Kuratowski’s Theorem

A finite graph $G$ is planar $⟺$ it has no subdivision of a Complete Graph $K_5$ or complete bipartite graph $K_{3,3}$ as a subgraph.

Proof:

The reverse direction is trivial. We apply

1. [[Planar Graph#theorem-k_5-is-non-planar|Theorem ($K_5$ is Non-Planar)]]
2. [[Planar Graph#theorem-k_33-is-non-planar|Theorem ($K_{3,3}$ is Non-Planar)]] For the forward direction, we know $G$ is planar iff every connected component is planar, and that $G$ has $K_5$ or $K_{3,3}$ iff some component does.
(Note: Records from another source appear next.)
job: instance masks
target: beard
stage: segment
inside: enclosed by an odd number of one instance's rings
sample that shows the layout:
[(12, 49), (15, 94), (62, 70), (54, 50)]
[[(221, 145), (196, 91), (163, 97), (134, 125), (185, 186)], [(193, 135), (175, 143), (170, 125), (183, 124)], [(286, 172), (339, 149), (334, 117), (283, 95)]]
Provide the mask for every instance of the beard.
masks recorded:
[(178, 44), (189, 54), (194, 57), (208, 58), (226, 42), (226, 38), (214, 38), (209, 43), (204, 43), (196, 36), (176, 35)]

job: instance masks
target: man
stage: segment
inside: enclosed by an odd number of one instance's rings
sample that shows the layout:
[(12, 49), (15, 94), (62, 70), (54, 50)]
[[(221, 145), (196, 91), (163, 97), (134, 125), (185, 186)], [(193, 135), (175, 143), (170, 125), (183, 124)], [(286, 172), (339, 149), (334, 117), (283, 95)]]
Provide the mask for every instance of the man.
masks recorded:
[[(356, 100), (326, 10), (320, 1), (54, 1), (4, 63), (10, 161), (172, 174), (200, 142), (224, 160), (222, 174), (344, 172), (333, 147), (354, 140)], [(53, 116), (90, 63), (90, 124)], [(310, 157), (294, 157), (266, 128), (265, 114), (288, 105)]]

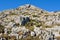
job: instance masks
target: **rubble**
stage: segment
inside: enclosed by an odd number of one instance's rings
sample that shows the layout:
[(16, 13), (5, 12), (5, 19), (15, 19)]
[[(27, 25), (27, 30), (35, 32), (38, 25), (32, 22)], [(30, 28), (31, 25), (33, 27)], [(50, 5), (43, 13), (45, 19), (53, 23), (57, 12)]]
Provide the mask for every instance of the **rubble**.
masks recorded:
[(58, 40), (59, 37), (60, 12), (48, 12), (30, 4), (0, 12), (0, 40)]

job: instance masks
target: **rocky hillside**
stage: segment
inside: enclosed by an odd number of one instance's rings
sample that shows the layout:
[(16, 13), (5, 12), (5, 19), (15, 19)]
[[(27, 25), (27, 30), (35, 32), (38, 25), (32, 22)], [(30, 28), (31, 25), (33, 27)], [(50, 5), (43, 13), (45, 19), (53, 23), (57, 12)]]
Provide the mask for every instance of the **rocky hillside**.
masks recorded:
[(60, 26), (60, 12), (48, 12), (33, 5), (0, 12), (0, 33), (3, 33), (0, 36), (8, 40), (48, 40), (50, 31), (45, 28), (55, 26)]

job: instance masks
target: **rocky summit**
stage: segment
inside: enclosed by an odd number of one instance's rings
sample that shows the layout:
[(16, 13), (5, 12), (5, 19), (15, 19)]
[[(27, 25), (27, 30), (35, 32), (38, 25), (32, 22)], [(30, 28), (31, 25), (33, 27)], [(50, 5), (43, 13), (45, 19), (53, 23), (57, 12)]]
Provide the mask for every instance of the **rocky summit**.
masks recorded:
[(60, 40), (60, 11), (25, 4), (0, 12), (0, 40)]

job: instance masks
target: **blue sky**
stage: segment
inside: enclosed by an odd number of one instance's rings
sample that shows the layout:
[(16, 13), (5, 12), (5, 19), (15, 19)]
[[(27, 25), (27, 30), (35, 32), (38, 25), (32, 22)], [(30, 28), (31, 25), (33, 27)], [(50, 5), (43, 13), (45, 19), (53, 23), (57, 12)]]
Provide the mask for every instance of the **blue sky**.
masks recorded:
[(60, 10), (60, 0), (0, 0), (0, 11), (32, 4), (47, 11)]

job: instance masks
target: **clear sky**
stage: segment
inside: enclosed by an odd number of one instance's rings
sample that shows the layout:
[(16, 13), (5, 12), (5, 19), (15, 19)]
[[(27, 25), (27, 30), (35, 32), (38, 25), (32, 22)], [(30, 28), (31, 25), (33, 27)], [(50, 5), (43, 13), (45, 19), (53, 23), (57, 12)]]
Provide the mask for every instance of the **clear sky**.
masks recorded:
[(0, 11), (14, 9), (24, 4), (35, 5), (47, 11), (60, 10), (60, 0), (0, 0)]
Then for each connected component, then $G$ is planar iff each block is planar. Then $G$ contains $K_5$ or $K_{3,3}$ iff some block does.

$G$ has an ear decomposition. We can now perform induction on ears. If the graph is just a cycle $C$, then the theorem holds. Assume that Kuratowski’s Theorem holds for $G^{\prime }$, built from $k$ ears.
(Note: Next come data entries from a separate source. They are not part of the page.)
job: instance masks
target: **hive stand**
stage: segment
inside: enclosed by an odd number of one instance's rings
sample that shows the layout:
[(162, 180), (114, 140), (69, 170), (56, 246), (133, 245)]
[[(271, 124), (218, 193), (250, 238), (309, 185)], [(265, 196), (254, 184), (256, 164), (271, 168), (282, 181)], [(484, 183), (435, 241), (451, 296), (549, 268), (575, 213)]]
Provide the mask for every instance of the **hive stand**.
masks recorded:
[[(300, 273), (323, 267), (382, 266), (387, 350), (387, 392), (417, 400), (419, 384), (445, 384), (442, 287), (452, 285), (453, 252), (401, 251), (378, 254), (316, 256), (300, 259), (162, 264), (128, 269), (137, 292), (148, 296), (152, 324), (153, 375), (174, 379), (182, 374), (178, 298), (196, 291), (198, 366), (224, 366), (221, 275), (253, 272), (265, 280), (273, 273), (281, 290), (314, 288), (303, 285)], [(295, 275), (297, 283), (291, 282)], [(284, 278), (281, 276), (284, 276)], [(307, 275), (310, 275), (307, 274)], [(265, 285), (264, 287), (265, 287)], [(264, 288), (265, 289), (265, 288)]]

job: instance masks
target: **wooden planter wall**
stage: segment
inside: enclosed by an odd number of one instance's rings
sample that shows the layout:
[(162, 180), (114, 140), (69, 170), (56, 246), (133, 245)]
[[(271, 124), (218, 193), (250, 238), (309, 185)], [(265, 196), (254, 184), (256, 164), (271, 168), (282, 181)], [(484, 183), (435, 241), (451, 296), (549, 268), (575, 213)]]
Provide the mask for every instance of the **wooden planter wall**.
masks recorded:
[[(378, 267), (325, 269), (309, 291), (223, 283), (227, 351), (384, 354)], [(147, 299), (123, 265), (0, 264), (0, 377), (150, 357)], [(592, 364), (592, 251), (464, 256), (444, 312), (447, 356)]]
So, WTS if $G=G^{\prime }+P$ where $P$ is the $k$th ear is non-planar, then it must contain a $K_5$ or $K_{3,3}$ subdivision. So, we have two cases.

1. If $G^{\prime }$ is already non-planar, then we already have either subgraph as a subdivision in $G$.
2. Let $G^{\prime }$ be planar, but $G$ is not. Let $u,v$ be $P$‘s endpoints in cycle $C\subset G^{\prime }$. Then as $G$ is non-planar, we cannot draw $P$ inside cycle $C$, nor can we draw it outside. This forms $K_{3,3}$.

The last part of this proof is not fleshed out.